First place in the council went to Ed. Schools: They're Awful (for the most part) by The Colossus of Rhodey. It's a dead-on post, and as one who got a teaching certificate long ago, I can add my voice to the chorus of people attesting to that.

Votes also went to The Race Card, Liberal Guilt and Our Next President by Wolf Howling, Paul of Mises; or How the New Republic Bewitches the Right by Big Lizards; and 500,000 Iraqis Did Not Die by Cheat Seeking Missiles.

The last was an important post on the new study by the World Health Organization and the Iraqi government estimating 151,000 war-related civilian deaths, as opposed to 655,000 estimated by the notorious and much-criticized Johns Hopkins/Lancet study of civilian deaths in Iraq.

The number matters, in domestic political arguments at least. The authors of the 600,000 figure knew they were throwing out a political grenade, because they insisted their report be timed to hit the headlines just before Congressional elections in the U.S.

The number matters. Because the anti-Iraq War argument often is built around it. A version of it came up recently in a spat between Michael J. Totten and some progressive anti-war commenters, for instance. It can be paraphrased like this: "The amount of damage and death unleashed by the Iraq War is so great as to overwhelm any good that has or can come as a result of it, and anyone who fails to admit this is either insane or vicious." The 650,000 figure is the central prop of that argument.

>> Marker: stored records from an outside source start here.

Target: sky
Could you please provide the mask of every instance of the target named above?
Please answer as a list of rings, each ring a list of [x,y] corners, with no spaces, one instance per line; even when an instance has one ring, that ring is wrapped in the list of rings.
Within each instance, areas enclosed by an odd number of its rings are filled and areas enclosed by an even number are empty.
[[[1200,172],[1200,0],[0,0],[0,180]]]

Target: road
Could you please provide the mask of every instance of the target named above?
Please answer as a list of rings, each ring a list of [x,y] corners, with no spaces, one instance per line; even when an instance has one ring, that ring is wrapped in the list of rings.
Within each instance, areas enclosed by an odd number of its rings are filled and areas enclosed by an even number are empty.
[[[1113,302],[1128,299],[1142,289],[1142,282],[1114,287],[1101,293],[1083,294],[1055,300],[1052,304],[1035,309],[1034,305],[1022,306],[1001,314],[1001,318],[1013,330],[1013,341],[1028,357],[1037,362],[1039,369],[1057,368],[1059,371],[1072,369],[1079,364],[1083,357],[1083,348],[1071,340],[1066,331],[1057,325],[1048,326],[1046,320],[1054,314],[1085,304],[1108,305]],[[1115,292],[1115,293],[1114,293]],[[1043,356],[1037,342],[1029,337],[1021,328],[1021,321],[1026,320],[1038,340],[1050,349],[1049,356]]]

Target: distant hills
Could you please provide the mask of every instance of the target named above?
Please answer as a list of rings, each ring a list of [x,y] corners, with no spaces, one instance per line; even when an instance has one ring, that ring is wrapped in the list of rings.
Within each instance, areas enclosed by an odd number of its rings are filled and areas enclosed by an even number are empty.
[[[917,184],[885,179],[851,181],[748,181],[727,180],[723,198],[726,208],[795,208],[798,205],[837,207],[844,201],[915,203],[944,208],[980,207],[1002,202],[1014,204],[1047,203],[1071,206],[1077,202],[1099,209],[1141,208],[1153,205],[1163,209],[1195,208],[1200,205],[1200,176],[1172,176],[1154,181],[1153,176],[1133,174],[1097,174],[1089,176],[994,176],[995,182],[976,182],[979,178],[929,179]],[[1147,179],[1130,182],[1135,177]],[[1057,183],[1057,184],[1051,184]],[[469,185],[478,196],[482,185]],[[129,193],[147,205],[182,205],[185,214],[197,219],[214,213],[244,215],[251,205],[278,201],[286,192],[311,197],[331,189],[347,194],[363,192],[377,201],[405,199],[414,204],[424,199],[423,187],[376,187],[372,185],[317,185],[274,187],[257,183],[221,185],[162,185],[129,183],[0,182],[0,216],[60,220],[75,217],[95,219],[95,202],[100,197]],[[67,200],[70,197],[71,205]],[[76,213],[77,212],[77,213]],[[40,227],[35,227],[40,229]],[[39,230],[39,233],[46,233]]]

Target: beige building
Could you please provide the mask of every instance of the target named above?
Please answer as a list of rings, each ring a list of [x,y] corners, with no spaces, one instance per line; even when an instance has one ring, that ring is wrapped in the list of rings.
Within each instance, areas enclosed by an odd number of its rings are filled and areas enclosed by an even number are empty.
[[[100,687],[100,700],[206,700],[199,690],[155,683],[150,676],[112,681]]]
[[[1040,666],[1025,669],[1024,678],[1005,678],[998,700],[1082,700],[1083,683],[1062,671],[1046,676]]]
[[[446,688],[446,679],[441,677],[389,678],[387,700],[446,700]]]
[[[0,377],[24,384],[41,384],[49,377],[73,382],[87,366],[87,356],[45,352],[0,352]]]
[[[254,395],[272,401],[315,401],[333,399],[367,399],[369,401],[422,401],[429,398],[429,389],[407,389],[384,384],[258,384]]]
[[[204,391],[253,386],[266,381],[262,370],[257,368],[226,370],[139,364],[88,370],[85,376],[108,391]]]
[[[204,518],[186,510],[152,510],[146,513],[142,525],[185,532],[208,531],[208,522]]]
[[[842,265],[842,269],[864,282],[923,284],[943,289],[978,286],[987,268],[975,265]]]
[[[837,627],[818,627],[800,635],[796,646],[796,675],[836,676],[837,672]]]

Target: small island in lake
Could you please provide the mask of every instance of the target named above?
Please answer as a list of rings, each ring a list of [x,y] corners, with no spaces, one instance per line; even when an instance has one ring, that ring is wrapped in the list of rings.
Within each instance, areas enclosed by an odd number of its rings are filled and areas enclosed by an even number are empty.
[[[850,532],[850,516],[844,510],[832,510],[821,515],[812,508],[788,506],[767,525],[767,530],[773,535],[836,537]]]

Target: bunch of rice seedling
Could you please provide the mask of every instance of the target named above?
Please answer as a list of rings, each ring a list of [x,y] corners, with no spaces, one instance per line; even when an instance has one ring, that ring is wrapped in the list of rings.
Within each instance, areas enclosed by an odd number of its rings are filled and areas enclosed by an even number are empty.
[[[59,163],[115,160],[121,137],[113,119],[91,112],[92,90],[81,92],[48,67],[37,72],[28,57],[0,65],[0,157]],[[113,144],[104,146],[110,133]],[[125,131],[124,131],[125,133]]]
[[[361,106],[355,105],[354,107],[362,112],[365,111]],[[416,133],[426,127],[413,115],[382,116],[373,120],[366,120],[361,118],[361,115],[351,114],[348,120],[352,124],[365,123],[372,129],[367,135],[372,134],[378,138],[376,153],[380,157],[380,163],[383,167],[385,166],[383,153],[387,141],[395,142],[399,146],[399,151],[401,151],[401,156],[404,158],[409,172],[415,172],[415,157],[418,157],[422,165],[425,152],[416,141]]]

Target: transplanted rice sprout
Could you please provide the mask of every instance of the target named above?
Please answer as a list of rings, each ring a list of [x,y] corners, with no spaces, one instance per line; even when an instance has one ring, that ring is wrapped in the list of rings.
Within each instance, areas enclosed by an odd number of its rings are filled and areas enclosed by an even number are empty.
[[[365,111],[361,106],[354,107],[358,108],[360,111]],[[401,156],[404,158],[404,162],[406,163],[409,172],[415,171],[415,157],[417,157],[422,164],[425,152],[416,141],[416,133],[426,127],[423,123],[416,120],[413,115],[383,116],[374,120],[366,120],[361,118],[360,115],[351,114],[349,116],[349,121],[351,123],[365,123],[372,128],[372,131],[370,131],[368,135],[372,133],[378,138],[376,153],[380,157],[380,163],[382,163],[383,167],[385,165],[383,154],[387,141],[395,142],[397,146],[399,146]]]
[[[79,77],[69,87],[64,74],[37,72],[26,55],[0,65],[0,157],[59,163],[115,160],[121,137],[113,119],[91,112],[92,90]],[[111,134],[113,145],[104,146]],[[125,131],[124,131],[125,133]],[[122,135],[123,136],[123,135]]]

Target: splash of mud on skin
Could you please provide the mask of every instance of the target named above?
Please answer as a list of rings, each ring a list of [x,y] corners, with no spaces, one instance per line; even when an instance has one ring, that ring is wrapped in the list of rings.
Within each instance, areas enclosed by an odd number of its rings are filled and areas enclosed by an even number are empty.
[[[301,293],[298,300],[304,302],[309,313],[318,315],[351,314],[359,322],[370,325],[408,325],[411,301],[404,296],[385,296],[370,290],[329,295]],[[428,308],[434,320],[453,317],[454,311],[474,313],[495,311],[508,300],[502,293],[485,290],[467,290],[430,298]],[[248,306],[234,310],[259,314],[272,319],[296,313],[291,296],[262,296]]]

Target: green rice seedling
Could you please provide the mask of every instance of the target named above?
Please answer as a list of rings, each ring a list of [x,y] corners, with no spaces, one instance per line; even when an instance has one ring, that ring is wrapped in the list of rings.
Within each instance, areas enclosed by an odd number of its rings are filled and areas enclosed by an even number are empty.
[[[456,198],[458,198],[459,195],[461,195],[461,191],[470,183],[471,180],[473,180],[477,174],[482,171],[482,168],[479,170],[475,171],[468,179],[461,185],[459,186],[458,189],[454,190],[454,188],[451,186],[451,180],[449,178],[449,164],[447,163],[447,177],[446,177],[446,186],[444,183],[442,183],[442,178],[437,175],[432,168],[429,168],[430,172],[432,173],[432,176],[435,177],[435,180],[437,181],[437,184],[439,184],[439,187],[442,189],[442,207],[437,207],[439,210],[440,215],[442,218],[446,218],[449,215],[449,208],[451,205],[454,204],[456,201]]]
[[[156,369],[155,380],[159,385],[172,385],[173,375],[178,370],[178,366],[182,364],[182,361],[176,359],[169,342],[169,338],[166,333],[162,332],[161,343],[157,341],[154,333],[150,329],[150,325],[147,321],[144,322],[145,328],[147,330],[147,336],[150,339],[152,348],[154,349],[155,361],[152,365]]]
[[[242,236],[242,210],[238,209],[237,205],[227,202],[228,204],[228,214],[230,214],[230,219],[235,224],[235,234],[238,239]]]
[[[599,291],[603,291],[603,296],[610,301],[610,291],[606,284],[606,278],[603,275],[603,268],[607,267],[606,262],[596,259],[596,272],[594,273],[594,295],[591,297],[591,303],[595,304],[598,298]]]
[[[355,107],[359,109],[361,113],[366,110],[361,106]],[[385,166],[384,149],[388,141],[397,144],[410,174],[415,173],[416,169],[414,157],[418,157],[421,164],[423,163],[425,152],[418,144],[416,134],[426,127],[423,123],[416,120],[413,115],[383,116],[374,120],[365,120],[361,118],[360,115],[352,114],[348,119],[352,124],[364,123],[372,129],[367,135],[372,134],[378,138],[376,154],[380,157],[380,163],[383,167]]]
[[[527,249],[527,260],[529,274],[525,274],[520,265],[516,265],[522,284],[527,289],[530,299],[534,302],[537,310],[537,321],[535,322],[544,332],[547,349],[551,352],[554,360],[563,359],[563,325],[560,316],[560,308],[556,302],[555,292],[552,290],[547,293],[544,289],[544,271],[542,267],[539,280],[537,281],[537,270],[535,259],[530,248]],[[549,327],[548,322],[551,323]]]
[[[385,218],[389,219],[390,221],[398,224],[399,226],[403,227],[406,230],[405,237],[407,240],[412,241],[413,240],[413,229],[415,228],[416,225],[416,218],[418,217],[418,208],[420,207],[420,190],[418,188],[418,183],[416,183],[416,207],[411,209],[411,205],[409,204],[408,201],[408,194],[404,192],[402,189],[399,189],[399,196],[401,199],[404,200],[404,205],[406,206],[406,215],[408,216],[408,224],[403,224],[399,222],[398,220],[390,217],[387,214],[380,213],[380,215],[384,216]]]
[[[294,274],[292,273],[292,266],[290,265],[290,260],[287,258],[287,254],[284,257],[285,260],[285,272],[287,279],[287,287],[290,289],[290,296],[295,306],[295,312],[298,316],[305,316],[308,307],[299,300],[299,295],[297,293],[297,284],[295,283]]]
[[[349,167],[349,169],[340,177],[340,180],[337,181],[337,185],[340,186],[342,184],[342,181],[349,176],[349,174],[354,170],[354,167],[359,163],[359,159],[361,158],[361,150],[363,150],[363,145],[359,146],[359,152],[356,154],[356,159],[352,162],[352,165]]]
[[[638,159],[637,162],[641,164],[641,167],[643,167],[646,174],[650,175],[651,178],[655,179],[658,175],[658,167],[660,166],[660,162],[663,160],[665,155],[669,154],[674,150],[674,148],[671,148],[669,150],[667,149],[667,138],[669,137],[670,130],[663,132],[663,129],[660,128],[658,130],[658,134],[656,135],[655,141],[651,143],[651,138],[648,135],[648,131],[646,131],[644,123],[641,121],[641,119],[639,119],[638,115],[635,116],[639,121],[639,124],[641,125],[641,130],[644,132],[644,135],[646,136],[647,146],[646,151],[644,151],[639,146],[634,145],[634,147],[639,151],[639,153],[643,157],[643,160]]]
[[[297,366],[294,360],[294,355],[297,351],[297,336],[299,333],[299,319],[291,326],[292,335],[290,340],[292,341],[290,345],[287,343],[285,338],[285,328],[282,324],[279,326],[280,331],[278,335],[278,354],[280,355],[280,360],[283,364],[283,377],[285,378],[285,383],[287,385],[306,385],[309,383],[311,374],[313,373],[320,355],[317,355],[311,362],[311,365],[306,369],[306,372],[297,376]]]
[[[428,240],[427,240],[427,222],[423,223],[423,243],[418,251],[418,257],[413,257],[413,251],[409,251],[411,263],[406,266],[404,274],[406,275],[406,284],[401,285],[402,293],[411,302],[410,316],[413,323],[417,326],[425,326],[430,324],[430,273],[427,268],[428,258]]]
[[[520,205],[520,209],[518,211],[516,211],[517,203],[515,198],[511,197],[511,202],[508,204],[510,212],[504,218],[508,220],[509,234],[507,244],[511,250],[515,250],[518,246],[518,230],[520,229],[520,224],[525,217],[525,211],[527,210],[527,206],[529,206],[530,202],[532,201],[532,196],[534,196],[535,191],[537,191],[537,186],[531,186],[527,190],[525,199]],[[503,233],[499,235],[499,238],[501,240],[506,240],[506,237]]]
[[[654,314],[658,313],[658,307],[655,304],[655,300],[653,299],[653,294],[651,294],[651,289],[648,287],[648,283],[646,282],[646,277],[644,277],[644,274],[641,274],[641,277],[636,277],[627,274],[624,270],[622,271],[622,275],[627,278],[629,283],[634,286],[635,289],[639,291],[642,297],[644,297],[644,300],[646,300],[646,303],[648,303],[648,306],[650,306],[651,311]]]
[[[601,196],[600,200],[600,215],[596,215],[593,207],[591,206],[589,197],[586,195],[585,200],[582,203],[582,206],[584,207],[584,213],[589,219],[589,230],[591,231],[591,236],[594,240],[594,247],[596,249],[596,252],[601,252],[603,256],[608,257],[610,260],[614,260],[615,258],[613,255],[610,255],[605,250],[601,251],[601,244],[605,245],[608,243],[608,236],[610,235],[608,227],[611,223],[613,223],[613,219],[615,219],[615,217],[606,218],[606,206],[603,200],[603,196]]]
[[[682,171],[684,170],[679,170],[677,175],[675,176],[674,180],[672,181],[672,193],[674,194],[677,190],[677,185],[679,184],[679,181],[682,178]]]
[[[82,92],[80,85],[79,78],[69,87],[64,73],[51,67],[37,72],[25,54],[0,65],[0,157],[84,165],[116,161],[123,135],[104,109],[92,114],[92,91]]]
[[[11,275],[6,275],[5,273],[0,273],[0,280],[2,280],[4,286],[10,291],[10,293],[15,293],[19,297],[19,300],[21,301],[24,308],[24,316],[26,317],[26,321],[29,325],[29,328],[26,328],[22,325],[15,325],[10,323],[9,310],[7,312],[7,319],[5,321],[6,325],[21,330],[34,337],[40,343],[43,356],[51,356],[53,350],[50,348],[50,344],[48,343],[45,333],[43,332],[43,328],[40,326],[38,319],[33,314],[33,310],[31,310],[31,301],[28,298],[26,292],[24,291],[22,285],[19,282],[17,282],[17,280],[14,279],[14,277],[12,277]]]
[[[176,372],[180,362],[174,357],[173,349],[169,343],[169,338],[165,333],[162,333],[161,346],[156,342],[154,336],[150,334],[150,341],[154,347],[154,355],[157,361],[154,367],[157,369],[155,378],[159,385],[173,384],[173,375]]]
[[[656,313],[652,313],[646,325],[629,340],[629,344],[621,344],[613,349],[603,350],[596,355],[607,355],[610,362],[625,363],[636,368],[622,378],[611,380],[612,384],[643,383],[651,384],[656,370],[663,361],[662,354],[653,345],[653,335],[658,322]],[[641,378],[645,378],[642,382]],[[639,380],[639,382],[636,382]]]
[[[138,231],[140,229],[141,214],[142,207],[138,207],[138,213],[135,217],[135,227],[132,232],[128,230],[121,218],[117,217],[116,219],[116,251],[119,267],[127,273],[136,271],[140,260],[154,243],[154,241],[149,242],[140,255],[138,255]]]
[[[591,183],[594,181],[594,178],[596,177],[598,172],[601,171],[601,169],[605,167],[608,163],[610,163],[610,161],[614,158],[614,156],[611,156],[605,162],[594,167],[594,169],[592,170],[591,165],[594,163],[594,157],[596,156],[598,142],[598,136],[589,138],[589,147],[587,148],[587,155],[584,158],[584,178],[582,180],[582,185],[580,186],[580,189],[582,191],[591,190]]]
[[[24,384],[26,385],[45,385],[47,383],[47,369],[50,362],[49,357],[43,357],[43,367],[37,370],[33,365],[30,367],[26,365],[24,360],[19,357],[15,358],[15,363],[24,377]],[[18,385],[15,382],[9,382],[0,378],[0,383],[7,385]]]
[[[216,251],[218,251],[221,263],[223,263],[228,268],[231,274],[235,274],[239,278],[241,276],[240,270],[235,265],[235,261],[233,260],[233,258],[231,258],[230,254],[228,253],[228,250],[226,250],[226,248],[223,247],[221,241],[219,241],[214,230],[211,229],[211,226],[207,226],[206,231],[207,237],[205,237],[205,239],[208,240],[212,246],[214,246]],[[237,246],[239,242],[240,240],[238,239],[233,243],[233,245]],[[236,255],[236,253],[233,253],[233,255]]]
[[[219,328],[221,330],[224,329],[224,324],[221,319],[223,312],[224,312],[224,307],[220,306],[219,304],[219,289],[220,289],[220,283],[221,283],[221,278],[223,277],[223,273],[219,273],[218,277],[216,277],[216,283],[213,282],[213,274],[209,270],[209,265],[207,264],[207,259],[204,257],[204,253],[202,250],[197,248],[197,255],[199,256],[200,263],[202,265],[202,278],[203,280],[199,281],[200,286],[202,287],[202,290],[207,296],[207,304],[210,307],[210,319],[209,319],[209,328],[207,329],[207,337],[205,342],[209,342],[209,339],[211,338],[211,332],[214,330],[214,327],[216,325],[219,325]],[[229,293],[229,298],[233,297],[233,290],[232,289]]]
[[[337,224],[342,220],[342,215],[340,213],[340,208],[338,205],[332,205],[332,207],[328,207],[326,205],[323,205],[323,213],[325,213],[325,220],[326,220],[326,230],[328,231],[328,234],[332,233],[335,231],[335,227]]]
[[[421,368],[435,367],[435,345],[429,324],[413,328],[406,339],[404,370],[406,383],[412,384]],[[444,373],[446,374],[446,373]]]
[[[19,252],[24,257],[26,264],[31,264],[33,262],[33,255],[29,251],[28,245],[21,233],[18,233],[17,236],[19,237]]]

However, arguing against it is a walk through a minefield. All unnecessary deaths are tragic, all modern wars kill far more civilians than soldiers. It doesn't matter to a dead Iraqi if she's one of 150,000 or 650,000.

Laer generally does a good job of it, but its probably not wise to put the more accurate number into the context of the Dresden firebombings or the destruction of the Warsaw ghetto, as he does; two of the most horrific acts of the last century.

This is the sort of issue you would argue differently among friends and among opponents. But online, every piece of writing is open to both. And an unsympathetic reader would retort with, "OK, so we're comparing ourselves to the S.S. in Poland? Wonderful." Laer's listing of deaths attributed to Saddam before his ouster is a better tactic.

He rightly flags a gross shortcoming in the new study:

Unfortunately, the new Iraq/WHO study, which you can read in its entirety here, does not include a break-down of violent deaths among the three war-related causes -- military ops, insurgent attacks or sectarian violence. If the breakdown were available, I'm sure it would show Islamists to be responsible than Americans for the deaths of Iraqis. I'm looking forward to that study.

Outside the council, the landslide winner was Kangaroo Court, Ezra Levant breathtaking blast at a "human rights commission" that hauled him in to defend himself against publishing things that offended someone. Even people on the American left who found him odious were able to see he's right about this. As Chomsky said, "If we don't believe in free expression for people we despise, we don't believe in it at all."

Also getting votes were Ashamed to be Canadian! by Covenant Zone, which dealt with the same topic, Barack Obama -- I'm Sure We've Seen Him Somewhere Before by Armando Iannucci, and The Media Does It Again by Armed Liberal at Winds of Change.

The last was one of many able take-downs online of a big Sunday New York Times cover story on murders committed by returning veterans of the wars in Iraq and Afghanistan. Bloggers were able to use easily available statistics to show what the New York Times omitted to learn or report: That the murder rate among such men is not out of line with the general rate among men of that age group who have not been to war.